Le Royaume-Uni se prépare à une hausse exceptionnelle du salaire minimum. « Quand je regarde l’économie britannique, je vois une économie en expansion, des emplois créés et la perspective de futurs emplois. […] Je pense que le Royaume-Uni peut se permettre une augmentation du salaire minimum supérieure à l’inflation afin de rétablir sa vraie valeur et nous assurer que la reprise bénéficie à tout le monde », a déclaré, mi-janvier, le responsable des Finances, George Osborne.

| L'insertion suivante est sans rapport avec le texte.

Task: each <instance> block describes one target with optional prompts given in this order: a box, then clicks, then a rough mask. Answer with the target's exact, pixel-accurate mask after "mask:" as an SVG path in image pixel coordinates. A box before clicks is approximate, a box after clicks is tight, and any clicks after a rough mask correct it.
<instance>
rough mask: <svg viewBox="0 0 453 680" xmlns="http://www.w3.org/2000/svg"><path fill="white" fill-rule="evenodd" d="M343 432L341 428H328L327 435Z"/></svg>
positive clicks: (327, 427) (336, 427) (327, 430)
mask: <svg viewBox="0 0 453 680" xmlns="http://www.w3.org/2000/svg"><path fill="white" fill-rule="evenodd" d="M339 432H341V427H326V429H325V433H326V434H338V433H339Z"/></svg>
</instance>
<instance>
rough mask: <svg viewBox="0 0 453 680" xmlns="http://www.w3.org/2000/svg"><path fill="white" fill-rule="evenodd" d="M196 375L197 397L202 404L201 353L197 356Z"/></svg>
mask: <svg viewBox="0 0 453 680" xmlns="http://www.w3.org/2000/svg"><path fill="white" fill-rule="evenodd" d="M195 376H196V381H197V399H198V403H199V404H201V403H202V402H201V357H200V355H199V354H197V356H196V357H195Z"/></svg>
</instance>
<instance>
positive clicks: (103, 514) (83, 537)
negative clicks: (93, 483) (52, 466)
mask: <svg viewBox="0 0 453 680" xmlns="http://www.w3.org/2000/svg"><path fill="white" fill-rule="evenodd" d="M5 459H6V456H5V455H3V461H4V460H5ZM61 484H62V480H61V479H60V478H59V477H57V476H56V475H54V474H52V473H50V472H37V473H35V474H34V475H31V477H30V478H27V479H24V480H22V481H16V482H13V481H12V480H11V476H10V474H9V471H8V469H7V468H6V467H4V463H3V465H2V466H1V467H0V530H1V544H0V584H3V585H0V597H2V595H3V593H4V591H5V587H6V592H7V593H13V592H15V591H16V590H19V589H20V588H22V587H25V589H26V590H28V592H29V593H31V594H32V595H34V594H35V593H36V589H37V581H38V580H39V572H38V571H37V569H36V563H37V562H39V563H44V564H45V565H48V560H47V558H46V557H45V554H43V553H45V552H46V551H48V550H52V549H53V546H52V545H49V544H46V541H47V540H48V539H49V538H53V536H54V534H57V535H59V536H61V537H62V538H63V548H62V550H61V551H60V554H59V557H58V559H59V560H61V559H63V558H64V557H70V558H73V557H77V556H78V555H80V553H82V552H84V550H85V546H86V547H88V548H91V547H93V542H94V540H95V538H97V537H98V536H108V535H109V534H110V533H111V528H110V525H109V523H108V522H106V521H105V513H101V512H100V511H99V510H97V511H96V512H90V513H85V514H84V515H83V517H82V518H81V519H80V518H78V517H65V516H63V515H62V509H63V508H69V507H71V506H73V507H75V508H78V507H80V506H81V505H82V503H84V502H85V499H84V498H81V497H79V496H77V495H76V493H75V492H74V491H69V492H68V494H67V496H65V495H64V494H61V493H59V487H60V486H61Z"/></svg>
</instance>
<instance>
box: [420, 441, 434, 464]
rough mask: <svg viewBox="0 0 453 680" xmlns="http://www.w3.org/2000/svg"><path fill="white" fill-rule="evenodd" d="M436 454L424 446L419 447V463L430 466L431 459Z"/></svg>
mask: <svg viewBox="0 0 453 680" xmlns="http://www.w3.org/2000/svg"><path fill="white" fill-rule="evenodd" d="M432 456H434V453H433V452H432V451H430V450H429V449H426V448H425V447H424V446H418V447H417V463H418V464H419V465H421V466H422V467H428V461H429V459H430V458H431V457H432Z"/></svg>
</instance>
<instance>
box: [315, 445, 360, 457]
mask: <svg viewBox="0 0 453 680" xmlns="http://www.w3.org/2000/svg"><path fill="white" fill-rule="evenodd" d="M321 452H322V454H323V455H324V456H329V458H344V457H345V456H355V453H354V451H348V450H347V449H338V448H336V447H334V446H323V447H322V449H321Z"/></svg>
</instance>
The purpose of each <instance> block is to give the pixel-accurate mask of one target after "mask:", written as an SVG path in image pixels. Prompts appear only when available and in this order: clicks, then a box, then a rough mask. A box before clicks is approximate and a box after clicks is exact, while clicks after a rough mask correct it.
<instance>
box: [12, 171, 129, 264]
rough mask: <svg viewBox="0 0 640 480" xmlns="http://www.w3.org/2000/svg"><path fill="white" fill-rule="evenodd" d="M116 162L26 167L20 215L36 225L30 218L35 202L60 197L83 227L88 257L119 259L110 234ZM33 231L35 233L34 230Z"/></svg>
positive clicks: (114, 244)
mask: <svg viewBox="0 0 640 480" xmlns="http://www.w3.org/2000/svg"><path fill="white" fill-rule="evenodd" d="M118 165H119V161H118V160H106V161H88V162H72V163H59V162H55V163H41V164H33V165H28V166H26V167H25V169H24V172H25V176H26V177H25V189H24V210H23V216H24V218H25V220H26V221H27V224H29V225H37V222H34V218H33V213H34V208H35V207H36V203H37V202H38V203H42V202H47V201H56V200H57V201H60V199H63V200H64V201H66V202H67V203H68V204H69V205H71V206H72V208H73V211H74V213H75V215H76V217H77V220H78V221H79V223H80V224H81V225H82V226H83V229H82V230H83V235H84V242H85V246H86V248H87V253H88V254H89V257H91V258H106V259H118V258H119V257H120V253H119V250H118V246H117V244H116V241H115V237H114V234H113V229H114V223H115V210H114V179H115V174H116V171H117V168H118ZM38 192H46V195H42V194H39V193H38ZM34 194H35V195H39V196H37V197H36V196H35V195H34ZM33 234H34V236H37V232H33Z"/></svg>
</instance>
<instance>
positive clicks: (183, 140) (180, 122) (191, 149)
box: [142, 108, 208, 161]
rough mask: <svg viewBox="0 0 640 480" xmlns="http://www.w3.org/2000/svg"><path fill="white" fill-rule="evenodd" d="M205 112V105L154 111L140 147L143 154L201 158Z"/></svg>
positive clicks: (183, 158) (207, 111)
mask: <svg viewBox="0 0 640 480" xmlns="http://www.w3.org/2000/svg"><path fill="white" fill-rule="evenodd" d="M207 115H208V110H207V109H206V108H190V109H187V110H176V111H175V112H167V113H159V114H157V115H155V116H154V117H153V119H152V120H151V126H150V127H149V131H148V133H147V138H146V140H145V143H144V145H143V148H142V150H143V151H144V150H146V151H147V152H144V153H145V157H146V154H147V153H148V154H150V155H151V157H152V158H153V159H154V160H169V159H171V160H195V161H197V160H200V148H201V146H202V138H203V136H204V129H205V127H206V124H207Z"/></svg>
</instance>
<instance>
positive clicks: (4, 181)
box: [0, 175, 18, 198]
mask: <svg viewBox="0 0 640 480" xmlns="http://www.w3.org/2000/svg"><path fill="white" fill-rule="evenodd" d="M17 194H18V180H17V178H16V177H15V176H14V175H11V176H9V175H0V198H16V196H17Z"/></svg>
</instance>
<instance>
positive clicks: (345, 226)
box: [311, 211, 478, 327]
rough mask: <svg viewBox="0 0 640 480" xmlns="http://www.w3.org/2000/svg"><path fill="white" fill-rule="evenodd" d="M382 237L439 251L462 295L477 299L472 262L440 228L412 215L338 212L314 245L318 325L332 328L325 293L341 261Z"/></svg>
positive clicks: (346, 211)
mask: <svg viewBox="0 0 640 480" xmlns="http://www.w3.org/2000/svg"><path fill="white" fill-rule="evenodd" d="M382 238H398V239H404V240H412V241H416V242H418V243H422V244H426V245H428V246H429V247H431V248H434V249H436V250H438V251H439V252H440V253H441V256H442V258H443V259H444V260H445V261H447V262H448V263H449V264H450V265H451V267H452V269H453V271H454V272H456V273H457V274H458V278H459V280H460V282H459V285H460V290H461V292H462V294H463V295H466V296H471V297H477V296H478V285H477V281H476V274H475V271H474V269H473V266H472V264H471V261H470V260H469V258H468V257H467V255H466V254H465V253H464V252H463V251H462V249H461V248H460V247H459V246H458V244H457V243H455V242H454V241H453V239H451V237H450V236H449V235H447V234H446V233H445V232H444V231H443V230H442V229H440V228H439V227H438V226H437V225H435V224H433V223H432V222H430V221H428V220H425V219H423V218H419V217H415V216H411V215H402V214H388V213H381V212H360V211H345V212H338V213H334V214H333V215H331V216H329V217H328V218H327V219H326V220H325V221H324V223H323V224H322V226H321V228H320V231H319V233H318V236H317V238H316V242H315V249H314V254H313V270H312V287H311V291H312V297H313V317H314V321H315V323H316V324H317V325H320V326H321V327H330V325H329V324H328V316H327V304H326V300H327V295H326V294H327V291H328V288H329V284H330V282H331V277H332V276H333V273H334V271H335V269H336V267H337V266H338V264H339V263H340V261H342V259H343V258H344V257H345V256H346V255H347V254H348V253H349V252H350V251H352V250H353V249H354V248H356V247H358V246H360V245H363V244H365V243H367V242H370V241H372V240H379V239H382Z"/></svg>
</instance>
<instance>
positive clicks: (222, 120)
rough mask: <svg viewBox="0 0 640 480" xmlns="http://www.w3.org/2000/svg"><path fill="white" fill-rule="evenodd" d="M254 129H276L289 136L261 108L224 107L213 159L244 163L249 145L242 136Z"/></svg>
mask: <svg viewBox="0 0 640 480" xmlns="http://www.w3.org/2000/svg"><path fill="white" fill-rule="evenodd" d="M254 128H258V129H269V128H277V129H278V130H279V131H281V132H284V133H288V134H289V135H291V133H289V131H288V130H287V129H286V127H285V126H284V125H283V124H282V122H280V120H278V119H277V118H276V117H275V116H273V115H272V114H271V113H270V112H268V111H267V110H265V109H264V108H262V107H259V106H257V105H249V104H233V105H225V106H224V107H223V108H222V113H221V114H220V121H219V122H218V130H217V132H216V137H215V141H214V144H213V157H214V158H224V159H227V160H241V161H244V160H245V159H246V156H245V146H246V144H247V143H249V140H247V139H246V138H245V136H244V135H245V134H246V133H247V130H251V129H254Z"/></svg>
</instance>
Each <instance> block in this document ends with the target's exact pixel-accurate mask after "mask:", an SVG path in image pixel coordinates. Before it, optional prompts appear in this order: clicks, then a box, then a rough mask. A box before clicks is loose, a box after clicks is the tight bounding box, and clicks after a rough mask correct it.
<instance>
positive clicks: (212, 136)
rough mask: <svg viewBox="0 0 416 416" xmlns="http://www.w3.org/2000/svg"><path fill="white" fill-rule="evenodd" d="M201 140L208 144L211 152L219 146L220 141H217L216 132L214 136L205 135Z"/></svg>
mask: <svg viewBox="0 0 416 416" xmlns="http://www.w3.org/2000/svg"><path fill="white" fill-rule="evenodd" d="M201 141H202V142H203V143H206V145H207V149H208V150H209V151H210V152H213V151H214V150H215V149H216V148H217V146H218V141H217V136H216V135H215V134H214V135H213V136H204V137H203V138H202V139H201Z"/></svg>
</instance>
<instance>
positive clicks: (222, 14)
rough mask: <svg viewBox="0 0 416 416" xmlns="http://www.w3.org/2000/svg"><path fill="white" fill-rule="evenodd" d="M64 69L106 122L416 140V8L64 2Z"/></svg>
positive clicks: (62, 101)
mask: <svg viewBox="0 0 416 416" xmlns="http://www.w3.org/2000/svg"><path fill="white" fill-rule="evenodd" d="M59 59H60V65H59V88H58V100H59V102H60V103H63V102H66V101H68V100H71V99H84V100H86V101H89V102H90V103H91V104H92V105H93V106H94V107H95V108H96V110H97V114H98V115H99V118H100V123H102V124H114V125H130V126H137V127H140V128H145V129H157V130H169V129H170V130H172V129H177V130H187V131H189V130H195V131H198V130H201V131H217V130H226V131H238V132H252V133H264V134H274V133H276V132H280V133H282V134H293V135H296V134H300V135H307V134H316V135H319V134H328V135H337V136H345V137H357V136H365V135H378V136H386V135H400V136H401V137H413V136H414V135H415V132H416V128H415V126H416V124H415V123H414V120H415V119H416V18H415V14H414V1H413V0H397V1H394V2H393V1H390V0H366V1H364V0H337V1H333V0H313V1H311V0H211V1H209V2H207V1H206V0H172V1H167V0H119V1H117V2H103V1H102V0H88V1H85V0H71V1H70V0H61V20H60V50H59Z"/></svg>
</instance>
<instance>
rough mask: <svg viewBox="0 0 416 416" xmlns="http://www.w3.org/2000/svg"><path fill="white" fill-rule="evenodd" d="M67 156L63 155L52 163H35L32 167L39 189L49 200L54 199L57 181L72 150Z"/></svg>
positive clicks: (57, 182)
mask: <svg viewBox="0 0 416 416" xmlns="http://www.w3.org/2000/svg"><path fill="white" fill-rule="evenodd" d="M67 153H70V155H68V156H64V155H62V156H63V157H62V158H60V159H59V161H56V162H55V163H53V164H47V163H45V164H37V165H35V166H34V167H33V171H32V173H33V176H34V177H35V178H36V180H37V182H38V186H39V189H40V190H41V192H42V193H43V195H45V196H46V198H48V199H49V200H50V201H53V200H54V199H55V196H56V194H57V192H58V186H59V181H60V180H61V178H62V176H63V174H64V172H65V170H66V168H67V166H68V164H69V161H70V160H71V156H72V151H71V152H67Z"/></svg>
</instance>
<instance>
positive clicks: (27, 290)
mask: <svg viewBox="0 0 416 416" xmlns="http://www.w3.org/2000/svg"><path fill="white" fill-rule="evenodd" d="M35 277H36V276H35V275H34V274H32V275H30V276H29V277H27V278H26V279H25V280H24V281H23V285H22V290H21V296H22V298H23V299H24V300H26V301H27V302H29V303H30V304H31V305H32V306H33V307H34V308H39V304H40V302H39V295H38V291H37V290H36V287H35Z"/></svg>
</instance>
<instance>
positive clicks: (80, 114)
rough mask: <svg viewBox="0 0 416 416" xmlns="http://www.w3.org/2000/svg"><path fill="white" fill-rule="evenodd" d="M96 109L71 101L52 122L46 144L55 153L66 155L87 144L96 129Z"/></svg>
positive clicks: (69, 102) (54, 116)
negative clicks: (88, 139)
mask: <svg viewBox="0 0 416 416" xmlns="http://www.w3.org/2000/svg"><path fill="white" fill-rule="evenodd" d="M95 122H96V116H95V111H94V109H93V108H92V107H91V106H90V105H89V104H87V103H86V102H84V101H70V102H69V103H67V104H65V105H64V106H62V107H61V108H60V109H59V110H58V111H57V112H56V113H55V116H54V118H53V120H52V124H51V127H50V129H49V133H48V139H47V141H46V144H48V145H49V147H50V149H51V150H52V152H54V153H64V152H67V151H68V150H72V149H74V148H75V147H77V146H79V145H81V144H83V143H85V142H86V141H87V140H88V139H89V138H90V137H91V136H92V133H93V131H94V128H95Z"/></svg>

Le chancelier de l’Échiquier n’a pas précisé le niveau que pourrait atteindre le smic, actuellement de 3,72 livres (4,39 euros) pour les moins de 18 ans, 5,03 livres (5,93 euros) pour les 18-20 ans et 6,31 livres (7,44 euros) pour les plus âgés, mais deux hausses sont prévues en octobre 2014 et octobre 2015. Cette décision, réclamée par l’opposition travailliste et les syndicats, se veut pragmatique. En vue de l’élection générale de mai 2015, le gouvernement doit donner aux Britanniques le sentiment qu’ils vivent mieux, alors que leur niveau de vie s’est dégradé. Selon l’Institut des études fiscales, la perte de pouvoir d’achat est de 1 050 euros par foyer depuis l’arrivée des conservateurs. Même si cette hausse ne concerne que 1,46 million de citoyens, dont 46 % sont employés dans la distribution et l’hôtellerie-restauration, elle sera un signe fort en direction des plus pauvres et se répercutera en partie sur les autres salaires. Le Premier ministre, David Cameron, a néanmoins calmé les ardeurs des plus optimistes en leur demandant d’être « patients » car « cela prendra du temps ».Autre motivation des responsables économiques, ce coup de fouet au pouvoir d’achat a aussi pour objectif de relancer la consommation, capitale aussi pour la croissance. La Confédération de l’industrie britannique a pourtant répété qu’une « hausse inabordable finira par coûter des ­emplois et touchera surtout les PME. Toute hausse de salaire doit refléter une amélioration de la productivité ».